By default Tcpcrypt is vulnerable to active attacks—an attacker can, for example, modify a server’s response to say that Tcpcrypt is not supported (when in fact it is) so that all subsequent traffic will be clear text and can thus be eavesdropped on.

Tcpcrypt, however, is powerful enough to stop active attacks, too, if the application using it performs authentication. For example, if you log in to online banking using a password and the connection is over Tcpcrypt, it is possible to use that shared secret between you and the bank (i.e., the password) to authenticate that you are actually speaking to the bank and not some active (man-in-the-middle) attacker. The attacker cannot spoof authentication as it lacks the password. Thus, by default, Tcpcrypt will try its best to protect your traffic. Applications requiring stricter guarantees can get them by authenticating a Tcpcrypt session.


Installing tcpcrypt

$ git clone git://github.com/scslab/tcpcrypt.git
$ cd tcpcrypt
$ ./bootstrap.sh
$ ./configure
$ make
$ sudo ./launch_tcpcryptd.sh


The launch script starts tcpcryptd and adds firewall rules to divert all TCP traffic — except that which is already encrypted, like SSH — to tcpcryptd.

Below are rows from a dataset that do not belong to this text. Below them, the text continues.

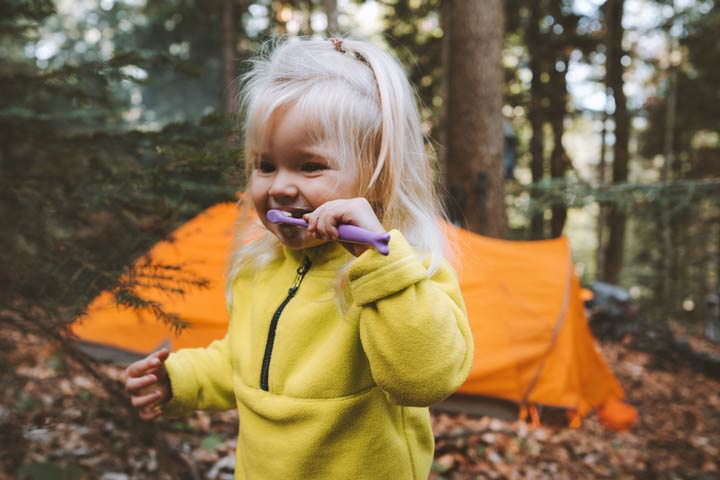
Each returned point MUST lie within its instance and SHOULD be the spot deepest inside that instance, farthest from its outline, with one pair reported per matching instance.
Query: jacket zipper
(265, 372)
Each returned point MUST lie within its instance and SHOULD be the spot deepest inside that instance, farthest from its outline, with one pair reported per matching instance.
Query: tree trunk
(332, 16)
(617, 218)
(474, 126)
(558, 157)
(228, 26)
(535, 114)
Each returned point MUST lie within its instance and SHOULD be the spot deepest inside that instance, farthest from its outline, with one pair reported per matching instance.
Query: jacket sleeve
(200, 379)
(413, 327)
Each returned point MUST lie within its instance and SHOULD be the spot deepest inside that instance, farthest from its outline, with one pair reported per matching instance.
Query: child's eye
(314, 167)
(265, 167)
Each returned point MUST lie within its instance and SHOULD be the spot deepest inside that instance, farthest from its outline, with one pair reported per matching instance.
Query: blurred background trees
(117, 124)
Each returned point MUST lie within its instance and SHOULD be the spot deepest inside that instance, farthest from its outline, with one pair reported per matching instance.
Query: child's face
(294, 173)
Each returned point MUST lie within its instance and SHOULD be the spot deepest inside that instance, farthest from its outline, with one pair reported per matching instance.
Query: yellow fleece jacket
(330, 393)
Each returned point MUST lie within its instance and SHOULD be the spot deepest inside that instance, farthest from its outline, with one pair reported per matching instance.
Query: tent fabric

When the script exits (on Ctrl-C or kill), it restores your firewall config to its former state — no permanent changes are made.

On Linux, you must first install libnfnetlink, libnetfilter_queue, and libcap.

Optional: running make install will install libtcpcrypt and tcpcrypt headers, for building apps that use tcpcrypt’s session ID.


Try it out

Go to http://tcpcrypt.org/test.php with tcpcryptd running. If tcpcrypt is working, you’ll be able to join the tcpcrypt Hall of Fame and your tcpcrypt session ID will be displayed at the bottom of the page.

Now let’s examine the packets going over the wire by starting tcpdump and then reloading the URL above.

sudo tcpdump -X -s0 host tcpcrypt.org

Compare this tcpdump output, which appears encrypted (or at least unreadable), with the cleartext packets you would see without tcpcryptd running.

A final netcat example:

$ sudo ./launch_tcpcryptd.sh & 
$ nc -l 7777 &
$ sudo tcpdump -i lo -n -s0 -vvvv -X tcp port 7777 &
$ echo hello, world! | nc localhost 7777
# clean up
$ sudo killall tcpcryptd tcpdump


Troubleshooting

If it’s not working, the most likely causes are the following.

ºYour browser already had an open, non-tcpcrypted TCP connection to tcpcrypt.org before you ran the launch script. Quit and reopen your browser, wait 30 seconds, or use a different browser to retrieve the tcpcrypt.org URL.

ºThere’s a conflict with your existing firewall rules. See the firewall setup section in the install guide for your platform.